One of the projects I worked on in 2013 gave me access to a large list of South African ID numbers. Since the South African ID number encodes the person’s birthdate into the first 6 digits, I realised it would be possible to make a South African version of this map of common birthdays in the US. I grabbed digits 3 – 6 (month and day) of each ID and discarded the rest to be safe. From there, its was simple enough calculate the frequency distribution. The US map only shows the ranking, not the actual distribution and so I have made an interactive version that does both:
The picture above shows the ranking from 1 to 366 and it is kind of interesting, but random things often look like patterns. However, this gets more interesting when you look at the frequency distribution. The 1st of January is a massive outlier and this was very unexpected given the how things look on the US version of the map. The 1st of January is at about 400,000 and is more than twice the next highest, which is the 10th of October at about 189,000.
The spread across days of the week and the months look about right. To confirm that there was not a problem with the source data, I did that same analysis using a 10% sample set from the Census data, I saw the same trend.
Either a disproportionately large number or South African’s are New Years babies, or (and this is my personal hypothesis), pre 1994 a large number of South African’s would not have a had official ID numbers or birth certificates. A valid ID number was required to vote in the first official democratic election and the process of allocating ID numbers to those who did not have must have started prior.
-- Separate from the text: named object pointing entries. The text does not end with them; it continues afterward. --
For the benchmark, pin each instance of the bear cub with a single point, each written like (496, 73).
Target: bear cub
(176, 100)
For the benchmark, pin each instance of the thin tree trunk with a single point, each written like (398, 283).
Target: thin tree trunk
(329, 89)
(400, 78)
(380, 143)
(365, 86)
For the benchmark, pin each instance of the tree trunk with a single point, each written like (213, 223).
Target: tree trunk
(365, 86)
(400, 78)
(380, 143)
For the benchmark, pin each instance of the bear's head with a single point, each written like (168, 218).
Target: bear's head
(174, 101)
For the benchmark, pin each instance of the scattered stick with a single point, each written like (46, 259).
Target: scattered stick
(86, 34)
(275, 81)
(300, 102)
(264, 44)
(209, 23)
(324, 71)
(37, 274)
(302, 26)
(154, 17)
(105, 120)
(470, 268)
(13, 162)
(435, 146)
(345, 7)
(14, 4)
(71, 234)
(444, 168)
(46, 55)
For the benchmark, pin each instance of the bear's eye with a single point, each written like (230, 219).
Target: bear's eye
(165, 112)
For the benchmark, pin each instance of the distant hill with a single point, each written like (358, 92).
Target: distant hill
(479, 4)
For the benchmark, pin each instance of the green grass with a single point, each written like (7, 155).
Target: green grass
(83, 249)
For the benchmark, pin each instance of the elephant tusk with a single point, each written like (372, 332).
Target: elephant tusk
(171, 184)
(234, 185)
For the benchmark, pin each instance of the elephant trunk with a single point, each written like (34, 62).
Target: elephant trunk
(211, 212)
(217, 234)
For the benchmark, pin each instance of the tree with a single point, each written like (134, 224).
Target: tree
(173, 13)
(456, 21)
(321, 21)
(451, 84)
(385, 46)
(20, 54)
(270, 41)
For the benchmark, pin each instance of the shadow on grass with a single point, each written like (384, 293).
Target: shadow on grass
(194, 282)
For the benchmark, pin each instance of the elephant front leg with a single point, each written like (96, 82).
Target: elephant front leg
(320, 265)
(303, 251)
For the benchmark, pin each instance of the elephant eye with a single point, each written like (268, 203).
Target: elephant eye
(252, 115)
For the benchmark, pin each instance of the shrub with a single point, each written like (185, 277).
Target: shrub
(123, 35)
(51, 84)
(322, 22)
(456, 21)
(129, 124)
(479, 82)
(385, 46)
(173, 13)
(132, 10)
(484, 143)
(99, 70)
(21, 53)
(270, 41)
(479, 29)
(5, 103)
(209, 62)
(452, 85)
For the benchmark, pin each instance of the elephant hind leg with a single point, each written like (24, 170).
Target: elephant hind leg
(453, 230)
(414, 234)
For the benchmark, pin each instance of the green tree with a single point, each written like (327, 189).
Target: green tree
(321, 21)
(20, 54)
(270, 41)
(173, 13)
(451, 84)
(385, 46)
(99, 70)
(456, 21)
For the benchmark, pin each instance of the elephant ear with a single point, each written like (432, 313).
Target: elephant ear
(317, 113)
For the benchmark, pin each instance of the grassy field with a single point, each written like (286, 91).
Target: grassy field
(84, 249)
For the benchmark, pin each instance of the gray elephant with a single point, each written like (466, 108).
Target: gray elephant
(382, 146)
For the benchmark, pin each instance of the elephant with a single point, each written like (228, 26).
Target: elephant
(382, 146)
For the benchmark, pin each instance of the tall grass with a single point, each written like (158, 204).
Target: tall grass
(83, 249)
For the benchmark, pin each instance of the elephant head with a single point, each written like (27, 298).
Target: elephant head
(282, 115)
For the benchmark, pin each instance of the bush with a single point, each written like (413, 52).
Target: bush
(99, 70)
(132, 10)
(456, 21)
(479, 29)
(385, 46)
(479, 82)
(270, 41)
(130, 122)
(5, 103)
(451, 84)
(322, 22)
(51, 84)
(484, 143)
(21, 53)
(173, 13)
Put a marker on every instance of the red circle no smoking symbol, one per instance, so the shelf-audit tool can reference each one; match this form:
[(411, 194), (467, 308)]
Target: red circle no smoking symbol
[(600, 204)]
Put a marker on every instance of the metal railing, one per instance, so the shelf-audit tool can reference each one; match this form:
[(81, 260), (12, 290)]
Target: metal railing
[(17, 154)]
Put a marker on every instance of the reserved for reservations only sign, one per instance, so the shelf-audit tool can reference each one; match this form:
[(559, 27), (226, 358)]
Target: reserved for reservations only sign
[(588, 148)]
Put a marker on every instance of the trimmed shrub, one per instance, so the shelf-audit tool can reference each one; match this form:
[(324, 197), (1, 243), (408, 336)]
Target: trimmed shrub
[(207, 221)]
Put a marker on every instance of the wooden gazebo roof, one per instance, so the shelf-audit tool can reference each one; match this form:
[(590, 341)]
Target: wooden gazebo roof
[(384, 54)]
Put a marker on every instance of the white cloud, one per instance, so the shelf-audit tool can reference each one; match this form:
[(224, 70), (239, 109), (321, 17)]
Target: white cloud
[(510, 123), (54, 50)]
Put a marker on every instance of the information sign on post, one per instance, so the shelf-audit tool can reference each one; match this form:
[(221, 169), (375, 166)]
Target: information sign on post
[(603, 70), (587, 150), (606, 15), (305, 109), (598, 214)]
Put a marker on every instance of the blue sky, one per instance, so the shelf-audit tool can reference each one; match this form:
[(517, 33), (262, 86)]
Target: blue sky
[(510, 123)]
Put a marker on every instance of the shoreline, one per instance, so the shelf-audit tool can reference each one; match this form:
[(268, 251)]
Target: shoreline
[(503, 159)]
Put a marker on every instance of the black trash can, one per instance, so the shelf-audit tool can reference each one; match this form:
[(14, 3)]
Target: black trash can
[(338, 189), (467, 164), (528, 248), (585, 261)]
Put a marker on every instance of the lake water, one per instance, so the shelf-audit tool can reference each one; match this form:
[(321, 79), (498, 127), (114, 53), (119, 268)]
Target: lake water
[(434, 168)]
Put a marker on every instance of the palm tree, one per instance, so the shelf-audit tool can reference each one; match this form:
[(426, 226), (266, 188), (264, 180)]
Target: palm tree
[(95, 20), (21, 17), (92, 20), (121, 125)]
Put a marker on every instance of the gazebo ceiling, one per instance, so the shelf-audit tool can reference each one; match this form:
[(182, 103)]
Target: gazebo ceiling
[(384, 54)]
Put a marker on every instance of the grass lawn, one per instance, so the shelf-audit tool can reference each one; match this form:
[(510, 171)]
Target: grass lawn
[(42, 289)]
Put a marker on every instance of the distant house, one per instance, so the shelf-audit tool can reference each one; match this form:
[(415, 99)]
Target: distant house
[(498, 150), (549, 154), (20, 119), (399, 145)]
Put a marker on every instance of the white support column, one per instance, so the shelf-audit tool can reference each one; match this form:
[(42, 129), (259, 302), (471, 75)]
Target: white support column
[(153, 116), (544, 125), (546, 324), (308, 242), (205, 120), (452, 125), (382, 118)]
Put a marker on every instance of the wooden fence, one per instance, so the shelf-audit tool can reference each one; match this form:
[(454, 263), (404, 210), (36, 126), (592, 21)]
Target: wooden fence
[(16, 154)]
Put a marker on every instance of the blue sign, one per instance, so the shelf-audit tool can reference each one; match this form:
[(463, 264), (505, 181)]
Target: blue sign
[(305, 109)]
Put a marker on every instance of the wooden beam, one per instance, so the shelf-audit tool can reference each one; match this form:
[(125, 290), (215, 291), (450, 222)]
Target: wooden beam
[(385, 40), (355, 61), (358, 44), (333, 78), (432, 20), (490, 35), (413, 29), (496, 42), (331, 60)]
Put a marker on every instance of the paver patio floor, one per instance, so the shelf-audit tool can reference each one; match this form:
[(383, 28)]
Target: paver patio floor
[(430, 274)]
If the person applying for the ID number did not have a valid birth certificate, or their date of birth was not known, then they were probably given the date of 1 January and a guess at the year. The other dates that stand out are 2 Feb, 3 Mar, 4 April, etc. Similarly, if you only know the month, it would be simplest to just match the day and the month numerically i.e. 2-2, 3-3, 4-4 etc. The other days that stand out are the 16th of June and the 25th of December. The anomaly dates become less as you narrow the date range to exclude older people. Given that my source data was the voters roll, I could not do this for people born in the last 20 years. If I can get access to that, I will do an updated version.